И… Эмма тоже его покинула.

Сознательно его оставила. Совершила осознанную попытку его бросить. Подползла к гребаной протянутой руке вампира…

Глаза заволокла пелена.

Нет, нужно бороться. Снова и снова он перебирал в голове всё, что знал о ней, в надежде найти подсказку к пониманию мотивов ее поступка.

Семьдесят лет. Колледж. Преследуемая вампирами. Именно ее они разыскивали все это время. Но с какой целью? Какая фракция? Анника — была ее приемной матерью. Настоящая же мать Эммы, по ее словам, являлась лидийским потомком. Елена. Вот от кого ей досталась ее красота.

Когда они приблизились к аэропорту, солнце почти взошло. Лаклейн зарычал от отчаяния. Теперь он ненавидел восход, и никогда больше не хотел его видеть. Она была где-то там, и он не мог ее защитить. А вдруг ее уже пригвоздили к земле, оставив умирать в открытом поле?! Он так сильно вонзился когтями в кожу, что на ладонях выступила кровь, рана на руке все еще оставалась не обработанной.

Думай! Прокрути в голове все, что узнал о ней. Ей семьдесят лет. Колледж…

Он нахмурился. Ему и раньше случалось встречать лидийских женщин. У них была бледная кожа, как у Эммы, но темные волосы и глаза. А Эмма была светловолосой и голубоглазой.

Значит, ее отец тоже должен быть…

Лаклейн замер. Нет!

Не возможно!

«А что, если он мой отец?» — спросила как-то Эмма.

И Лаклейн ответил… что ребенок Деместриу был бы злобным, грязным паразитом.

Нет.

Даже если его разум принял то, что она дочь Деместриу, сам Лаклейн не мог смириться с тем, что она сейчас в его руках. И ведь это его бездумные слова могли толкнуть ее на такой поступок.

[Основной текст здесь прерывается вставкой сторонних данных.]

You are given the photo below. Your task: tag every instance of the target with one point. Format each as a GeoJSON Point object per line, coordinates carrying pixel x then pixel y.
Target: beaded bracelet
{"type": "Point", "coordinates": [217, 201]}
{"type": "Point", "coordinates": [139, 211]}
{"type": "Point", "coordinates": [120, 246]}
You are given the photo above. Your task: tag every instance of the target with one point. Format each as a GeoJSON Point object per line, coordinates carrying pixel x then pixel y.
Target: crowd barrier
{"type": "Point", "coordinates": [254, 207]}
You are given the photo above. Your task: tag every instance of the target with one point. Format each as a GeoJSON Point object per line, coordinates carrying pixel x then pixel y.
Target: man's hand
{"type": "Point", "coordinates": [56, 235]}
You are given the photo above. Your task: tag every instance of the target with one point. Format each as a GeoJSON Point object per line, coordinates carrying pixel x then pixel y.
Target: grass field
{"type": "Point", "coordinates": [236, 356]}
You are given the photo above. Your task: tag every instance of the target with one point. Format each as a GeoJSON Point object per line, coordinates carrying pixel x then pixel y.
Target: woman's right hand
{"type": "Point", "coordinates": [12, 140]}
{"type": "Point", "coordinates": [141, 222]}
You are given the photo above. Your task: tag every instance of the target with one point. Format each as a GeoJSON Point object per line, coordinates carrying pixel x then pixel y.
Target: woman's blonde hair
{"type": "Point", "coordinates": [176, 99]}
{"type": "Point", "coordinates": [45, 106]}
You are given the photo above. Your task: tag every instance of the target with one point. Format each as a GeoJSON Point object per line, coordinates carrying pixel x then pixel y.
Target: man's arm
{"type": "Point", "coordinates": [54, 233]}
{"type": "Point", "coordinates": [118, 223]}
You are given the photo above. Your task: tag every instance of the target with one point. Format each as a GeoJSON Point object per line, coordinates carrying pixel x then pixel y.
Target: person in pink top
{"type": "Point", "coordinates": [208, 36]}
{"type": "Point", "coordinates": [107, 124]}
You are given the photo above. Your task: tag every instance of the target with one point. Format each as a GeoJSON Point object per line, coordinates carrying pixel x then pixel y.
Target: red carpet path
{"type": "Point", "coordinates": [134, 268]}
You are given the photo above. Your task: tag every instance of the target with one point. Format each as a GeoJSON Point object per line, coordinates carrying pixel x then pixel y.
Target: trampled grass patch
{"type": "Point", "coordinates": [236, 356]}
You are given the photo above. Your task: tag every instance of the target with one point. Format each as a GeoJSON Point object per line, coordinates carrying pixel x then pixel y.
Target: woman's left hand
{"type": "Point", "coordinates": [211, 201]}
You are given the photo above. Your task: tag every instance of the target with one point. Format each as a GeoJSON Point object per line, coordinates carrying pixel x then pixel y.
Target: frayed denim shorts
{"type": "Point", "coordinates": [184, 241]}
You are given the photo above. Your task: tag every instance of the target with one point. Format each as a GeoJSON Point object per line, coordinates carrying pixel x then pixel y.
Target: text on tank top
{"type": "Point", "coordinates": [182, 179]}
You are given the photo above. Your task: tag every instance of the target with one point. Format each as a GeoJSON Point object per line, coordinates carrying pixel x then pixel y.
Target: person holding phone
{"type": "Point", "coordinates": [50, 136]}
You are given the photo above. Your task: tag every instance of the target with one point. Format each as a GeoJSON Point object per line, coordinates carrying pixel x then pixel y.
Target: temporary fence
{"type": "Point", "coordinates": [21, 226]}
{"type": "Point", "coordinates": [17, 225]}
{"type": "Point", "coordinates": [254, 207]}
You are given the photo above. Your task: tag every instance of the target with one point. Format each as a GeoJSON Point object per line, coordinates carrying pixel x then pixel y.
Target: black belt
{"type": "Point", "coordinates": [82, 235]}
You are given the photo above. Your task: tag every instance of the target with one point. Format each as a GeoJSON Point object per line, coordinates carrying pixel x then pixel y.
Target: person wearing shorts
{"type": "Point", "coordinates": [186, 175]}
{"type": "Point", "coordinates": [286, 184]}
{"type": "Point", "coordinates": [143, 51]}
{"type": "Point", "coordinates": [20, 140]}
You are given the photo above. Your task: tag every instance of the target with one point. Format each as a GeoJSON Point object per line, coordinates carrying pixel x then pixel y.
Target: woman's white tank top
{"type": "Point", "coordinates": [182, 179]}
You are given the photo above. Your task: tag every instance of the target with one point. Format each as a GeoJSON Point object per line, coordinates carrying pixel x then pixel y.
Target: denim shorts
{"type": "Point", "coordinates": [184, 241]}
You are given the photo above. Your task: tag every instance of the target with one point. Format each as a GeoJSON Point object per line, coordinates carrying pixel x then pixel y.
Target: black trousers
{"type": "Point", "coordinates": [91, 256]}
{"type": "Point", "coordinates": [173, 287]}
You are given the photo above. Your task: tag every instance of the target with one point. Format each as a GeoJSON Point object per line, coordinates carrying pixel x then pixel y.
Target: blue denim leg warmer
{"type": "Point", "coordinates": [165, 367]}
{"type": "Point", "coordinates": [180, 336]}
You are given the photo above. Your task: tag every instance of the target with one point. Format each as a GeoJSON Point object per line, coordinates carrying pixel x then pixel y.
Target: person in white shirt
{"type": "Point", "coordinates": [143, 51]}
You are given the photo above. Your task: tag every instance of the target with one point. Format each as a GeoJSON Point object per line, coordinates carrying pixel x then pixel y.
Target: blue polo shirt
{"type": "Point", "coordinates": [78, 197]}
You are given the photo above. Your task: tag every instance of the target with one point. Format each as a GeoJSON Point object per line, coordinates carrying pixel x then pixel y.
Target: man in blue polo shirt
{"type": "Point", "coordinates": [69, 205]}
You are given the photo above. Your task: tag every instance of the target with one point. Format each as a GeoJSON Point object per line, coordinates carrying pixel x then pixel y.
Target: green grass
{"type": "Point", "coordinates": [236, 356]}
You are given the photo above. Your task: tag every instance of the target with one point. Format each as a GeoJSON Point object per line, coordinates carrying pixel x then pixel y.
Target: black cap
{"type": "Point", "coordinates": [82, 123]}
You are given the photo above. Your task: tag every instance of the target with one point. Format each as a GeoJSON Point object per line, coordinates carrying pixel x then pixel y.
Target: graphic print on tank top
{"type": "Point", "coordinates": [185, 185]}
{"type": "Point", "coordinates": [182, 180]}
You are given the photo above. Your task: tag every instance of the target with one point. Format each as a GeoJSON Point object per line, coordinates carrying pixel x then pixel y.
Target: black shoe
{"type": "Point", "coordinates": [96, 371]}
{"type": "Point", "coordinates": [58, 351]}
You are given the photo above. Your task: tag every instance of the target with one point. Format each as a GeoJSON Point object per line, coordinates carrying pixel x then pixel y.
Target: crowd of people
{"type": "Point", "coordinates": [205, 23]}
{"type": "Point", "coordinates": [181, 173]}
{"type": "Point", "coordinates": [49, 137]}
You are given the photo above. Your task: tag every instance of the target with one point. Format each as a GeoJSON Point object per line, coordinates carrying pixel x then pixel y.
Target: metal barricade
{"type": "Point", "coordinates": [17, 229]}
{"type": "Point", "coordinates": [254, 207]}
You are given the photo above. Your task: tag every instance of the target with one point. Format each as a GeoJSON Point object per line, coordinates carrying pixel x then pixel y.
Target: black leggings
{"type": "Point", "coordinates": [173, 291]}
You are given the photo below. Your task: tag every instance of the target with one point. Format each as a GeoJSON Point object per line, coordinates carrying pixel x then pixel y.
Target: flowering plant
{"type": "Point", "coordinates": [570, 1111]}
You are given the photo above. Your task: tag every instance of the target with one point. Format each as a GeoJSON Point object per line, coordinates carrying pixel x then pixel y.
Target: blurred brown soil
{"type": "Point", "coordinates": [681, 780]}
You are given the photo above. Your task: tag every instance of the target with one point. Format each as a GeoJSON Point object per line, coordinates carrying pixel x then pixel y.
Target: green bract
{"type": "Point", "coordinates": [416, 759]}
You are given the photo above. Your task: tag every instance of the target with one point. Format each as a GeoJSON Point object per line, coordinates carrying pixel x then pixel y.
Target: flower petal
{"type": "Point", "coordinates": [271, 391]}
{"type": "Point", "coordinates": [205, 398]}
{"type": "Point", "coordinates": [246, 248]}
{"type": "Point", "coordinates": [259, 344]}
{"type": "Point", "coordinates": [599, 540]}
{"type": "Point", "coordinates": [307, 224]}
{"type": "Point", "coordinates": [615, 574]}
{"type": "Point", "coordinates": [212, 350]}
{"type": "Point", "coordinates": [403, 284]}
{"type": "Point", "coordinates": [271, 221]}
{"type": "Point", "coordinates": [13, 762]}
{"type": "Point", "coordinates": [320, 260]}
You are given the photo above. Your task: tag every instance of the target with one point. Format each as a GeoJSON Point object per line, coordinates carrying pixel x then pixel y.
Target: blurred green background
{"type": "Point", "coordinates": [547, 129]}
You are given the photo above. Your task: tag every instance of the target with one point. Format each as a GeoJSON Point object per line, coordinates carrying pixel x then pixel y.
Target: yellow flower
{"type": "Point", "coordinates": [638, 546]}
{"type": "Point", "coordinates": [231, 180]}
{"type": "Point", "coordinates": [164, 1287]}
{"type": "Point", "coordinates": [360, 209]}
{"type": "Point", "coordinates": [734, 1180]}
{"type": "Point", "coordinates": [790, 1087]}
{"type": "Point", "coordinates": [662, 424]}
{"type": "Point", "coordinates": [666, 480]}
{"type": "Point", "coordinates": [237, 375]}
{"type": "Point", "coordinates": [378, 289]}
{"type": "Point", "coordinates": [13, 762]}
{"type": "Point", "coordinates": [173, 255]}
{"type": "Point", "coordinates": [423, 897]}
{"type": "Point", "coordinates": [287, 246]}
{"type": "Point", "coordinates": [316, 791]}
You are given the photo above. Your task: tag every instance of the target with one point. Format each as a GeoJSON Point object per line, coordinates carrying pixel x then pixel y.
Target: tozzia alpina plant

Отправиться в Хельвиту, к Деместриу, который, не моргнув и глазом, разорвал бы на куски даже собственную дочь, пока та умоляла бы о смерти.

Если ему не удастся скоро ее найти…

Лаклейну предстояло не просто найти Хельвиту, а сделать это быстро. А он уже обыскивал тот регион России вдоль и поперек, все тщетно. Возможно, в прошлый раз он и был близок к тому, чтобы обнаружить место, но его поймала и жестоко избила дюжина перемещающихся вампиров.

Он отправится в Россию и снова найдет ее…

В сознании всплыла картина: Эмма под ним, ее голова лежит на подушке, окутывая Лаклейна изысканным ароматом ее волос. Он бы никогда не забыл ее запах. С той самой первой ночи, как узнал в ней свою пару, Лаклейн навсегда запомнил этот аромат, впитал в себя. Внезапное воспоминание дало подсказку, намекая ему использовать этот запах.

Он сможет ее найти. Ему это уже удавалось. Стоит только оказаться поблизости от Эммы, и он сможет проследить ее прямо до Хельвиты.

Лаклейну было суждено отыскать ее.

***

Низкий голос раздался из темноты:

— Что ж, посмотрим-ка, за кем гонялся мой генерал.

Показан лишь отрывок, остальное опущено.